Neyse ki şunu sorduk: Korkut Eken’in yanında götüreceği polis, ajan, silahşör, keskin nişancı, ne bileyim, “bu işin uzmanı” resmî görevli yok muydu? Yılların gazetecisi Saygı Öztürk’ün, daha çok Korkut Eken’e söz hakkı verme mahiyetindeki söyleşisinde bu soru yeralmıyordu. Herhalde gelen meslekî tepkilerin yaygınlığı Öztürk’ü bu söküğü dikmeye yöneltti, o da sorup cevabı ertesi gün yayımladı. Eken, “PKK ile bir çatışma olursa yanında birisi olsun istemiş”ti. “Bu tür olaylarda o günkü devlet stratejisine göre devlet görevlisi yerine ‘eleman’ kullanılıyor”du. İlk gün yayımlanan lafa göre bu birkaç gram daha ağır sayılırdı. Söyleşide, yanına Sedat Peker’in kardeşini katışını dünyanın en sıradan, en olağan işi gibi sunan Korkut Eken’in cümlesi şöyleydi: “Her ihtimale karşı Sedat Peker’in kardeşi Atilla Peker’le gittim.”
Ne?! “Her ihtimale karşı” mı?! Strateji mi?! Strateji buysa hep eleman bulundurmak mı gerekiyordu? Kimlerdi bu elemanlar?.. Ne karşılığında çalıştırılıyorlardı? Kim karar vermişti bu “strateji”ye?
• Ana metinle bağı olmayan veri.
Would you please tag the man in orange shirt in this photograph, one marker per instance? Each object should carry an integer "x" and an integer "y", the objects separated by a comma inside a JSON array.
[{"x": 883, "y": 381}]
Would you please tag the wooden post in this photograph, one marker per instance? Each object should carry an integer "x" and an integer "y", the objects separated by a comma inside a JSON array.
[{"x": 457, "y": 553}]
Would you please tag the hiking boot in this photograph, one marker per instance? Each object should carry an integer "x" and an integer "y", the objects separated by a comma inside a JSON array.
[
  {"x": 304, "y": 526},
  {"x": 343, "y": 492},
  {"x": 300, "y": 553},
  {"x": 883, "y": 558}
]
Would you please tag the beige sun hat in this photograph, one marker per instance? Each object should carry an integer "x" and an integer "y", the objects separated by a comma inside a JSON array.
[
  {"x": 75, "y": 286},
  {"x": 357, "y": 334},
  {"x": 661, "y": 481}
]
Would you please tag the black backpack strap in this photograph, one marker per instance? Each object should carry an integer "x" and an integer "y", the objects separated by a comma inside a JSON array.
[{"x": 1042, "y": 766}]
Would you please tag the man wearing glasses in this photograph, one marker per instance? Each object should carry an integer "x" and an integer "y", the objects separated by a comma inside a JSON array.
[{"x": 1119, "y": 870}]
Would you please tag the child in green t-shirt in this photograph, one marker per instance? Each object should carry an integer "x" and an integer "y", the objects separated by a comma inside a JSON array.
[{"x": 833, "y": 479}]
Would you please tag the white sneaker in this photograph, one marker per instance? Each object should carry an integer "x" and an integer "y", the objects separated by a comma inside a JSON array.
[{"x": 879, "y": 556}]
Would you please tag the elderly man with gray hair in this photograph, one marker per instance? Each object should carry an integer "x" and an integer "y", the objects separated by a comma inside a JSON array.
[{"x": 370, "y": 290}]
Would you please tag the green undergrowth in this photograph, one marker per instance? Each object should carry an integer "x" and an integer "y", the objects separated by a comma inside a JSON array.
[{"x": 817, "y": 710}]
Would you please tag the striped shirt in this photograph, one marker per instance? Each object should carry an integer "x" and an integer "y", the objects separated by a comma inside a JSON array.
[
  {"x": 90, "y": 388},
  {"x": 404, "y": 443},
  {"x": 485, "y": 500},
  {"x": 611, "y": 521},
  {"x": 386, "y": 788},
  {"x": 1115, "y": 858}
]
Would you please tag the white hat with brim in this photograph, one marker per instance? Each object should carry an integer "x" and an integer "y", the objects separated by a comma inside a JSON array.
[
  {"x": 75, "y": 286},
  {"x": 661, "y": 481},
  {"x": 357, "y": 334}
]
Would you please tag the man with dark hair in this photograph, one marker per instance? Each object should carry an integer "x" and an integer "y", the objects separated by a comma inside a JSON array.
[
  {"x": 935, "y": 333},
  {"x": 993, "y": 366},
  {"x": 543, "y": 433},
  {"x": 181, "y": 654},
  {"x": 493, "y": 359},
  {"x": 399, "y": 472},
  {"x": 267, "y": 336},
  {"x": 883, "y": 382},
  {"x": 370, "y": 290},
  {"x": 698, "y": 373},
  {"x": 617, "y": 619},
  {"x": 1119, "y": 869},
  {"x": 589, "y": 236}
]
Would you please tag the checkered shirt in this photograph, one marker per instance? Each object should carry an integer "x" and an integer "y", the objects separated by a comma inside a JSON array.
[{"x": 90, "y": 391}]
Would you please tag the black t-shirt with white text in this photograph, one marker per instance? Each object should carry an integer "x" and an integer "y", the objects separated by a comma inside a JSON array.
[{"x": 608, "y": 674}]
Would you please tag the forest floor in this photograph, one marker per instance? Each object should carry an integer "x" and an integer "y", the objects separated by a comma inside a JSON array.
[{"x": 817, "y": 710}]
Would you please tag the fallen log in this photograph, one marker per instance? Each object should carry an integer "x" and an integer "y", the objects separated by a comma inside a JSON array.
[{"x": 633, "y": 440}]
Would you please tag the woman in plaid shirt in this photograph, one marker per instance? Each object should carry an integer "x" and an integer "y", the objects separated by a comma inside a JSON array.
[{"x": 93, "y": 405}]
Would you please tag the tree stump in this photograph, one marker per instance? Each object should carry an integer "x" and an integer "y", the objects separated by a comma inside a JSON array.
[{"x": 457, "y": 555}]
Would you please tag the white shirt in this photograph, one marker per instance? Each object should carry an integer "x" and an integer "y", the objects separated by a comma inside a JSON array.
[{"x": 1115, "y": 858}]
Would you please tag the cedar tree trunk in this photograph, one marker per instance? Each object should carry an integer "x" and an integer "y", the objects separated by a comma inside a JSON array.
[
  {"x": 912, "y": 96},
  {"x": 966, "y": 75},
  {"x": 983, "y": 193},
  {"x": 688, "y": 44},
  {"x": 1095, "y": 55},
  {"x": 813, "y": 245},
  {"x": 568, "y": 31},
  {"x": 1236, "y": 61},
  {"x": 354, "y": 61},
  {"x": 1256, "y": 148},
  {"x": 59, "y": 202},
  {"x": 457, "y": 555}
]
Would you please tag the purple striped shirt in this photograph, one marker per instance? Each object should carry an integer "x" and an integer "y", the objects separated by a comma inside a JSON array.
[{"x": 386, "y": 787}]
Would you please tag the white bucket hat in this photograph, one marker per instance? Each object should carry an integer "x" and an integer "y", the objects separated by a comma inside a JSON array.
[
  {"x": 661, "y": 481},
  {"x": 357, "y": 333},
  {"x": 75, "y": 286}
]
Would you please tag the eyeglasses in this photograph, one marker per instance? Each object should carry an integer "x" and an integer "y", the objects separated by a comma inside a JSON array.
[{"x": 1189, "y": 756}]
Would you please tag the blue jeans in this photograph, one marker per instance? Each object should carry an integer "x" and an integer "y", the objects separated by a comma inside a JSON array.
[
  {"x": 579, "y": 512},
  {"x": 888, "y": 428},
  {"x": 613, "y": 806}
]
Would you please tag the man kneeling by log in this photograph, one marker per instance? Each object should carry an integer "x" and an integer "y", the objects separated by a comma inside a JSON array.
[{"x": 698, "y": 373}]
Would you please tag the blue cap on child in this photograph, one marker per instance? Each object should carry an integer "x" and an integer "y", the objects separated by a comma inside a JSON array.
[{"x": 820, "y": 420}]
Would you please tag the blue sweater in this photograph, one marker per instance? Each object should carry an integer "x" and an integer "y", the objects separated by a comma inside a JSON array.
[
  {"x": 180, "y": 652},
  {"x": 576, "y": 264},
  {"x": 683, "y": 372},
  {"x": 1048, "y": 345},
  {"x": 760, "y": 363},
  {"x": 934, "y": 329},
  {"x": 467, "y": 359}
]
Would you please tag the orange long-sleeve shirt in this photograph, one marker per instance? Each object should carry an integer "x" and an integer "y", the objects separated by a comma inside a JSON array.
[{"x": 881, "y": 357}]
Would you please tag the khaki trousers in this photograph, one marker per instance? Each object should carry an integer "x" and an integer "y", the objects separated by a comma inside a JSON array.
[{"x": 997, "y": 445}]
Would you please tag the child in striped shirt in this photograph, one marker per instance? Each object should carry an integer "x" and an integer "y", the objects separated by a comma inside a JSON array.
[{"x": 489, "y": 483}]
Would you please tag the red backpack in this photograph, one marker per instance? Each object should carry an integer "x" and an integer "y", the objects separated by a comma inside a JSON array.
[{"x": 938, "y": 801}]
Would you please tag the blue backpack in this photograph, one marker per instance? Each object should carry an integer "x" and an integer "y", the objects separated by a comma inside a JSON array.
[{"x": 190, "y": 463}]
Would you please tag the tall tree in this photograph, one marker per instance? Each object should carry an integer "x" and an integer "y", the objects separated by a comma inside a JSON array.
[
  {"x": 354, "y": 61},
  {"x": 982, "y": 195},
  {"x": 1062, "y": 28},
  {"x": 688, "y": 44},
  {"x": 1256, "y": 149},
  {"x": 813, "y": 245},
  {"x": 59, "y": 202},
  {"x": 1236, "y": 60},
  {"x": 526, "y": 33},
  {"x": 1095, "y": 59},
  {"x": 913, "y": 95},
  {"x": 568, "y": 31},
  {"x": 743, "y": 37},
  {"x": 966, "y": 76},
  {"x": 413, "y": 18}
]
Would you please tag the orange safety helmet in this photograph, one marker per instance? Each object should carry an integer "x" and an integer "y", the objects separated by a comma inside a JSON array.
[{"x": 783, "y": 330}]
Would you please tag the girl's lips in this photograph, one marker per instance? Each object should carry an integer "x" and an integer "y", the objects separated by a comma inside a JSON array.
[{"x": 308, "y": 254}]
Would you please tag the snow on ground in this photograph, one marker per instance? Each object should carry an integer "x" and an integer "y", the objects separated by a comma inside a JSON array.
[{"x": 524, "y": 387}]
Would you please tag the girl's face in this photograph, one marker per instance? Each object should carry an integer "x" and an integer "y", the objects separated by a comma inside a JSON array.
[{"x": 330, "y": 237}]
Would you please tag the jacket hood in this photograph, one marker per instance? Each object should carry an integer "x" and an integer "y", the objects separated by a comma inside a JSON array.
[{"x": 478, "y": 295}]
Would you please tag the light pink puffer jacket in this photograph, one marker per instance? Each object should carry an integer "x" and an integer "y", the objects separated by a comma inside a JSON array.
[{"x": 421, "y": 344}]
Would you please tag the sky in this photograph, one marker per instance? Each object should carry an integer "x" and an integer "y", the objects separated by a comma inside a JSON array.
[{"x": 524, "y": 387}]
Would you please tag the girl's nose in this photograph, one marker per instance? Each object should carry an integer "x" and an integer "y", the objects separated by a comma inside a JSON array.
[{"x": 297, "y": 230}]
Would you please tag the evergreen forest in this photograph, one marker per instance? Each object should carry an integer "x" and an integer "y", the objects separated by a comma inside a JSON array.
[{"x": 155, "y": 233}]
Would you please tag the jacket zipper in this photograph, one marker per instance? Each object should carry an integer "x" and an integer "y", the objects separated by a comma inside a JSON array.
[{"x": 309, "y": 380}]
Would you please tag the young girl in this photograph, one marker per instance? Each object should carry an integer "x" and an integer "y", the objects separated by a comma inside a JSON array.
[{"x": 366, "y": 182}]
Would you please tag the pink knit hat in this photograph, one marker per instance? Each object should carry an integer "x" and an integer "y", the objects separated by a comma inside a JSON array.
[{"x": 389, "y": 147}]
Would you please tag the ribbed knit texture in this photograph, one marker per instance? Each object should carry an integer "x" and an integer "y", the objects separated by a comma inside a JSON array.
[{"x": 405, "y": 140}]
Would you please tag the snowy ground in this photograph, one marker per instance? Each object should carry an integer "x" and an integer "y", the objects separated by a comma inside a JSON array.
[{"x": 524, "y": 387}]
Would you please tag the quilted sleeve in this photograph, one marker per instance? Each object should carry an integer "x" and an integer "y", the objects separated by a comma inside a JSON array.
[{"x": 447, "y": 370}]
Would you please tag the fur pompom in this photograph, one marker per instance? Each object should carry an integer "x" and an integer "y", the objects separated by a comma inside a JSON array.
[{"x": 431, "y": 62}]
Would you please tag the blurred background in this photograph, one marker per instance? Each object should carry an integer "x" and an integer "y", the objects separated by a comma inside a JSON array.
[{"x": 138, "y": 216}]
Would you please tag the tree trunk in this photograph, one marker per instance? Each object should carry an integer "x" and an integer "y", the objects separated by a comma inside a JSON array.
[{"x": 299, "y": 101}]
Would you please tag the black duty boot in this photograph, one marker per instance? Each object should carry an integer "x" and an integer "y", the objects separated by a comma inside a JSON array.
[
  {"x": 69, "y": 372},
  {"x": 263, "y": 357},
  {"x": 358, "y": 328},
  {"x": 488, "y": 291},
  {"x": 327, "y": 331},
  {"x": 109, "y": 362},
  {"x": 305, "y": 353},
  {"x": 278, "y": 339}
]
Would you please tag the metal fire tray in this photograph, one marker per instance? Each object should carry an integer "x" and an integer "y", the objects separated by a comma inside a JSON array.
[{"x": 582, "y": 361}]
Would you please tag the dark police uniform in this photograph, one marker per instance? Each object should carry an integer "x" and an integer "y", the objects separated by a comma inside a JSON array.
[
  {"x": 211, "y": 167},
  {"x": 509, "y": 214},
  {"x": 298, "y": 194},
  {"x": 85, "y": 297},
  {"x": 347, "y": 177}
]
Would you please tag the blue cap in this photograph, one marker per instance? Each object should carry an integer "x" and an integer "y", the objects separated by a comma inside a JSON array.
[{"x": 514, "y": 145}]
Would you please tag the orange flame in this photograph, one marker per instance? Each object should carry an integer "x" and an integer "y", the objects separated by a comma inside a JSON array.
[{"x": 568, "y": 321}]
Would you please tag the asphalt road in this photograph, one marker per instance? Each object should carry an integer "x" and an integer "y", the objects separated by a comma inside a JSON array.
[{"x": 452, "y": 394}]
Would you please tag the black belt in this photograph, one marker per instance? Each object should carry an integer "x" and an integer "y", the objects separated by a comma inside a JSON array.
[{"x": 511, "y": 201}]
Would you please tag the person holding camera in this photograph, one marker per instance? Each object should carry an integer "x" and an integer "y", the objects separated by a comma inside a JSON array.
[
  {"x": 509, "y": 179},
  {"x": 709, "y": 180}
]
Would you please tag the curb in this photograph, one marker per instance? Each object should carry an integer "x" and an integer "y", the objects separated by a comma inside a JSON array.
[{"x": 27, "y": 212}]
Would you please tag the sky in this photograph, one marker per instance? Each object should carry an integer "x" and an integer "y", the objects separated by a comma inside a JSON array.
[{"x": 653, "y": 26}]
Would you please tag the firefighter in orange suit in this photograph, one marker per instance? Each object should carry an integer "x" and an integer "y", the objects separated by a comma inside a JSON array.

Sorular bitmiyor, her söylenen laf yeni soru doğuruyor. “Bu tür olaylar”da “eleman” kullanılması, sahiden, ne demek? Devlet görevlisi, hangi sıfatla bu işlere katıldığını biz sıradan insanların asla bilemeyeceği sivil birini yanına alıyor, adam vurmaya götürüyordu! Ve, öyle anlaşılıyor, bu sıradan, rutin, yerleşik bir uygulamaydı. Muhtemelen numarası, tarihi, adı sanı, kaydı kuydu vardı.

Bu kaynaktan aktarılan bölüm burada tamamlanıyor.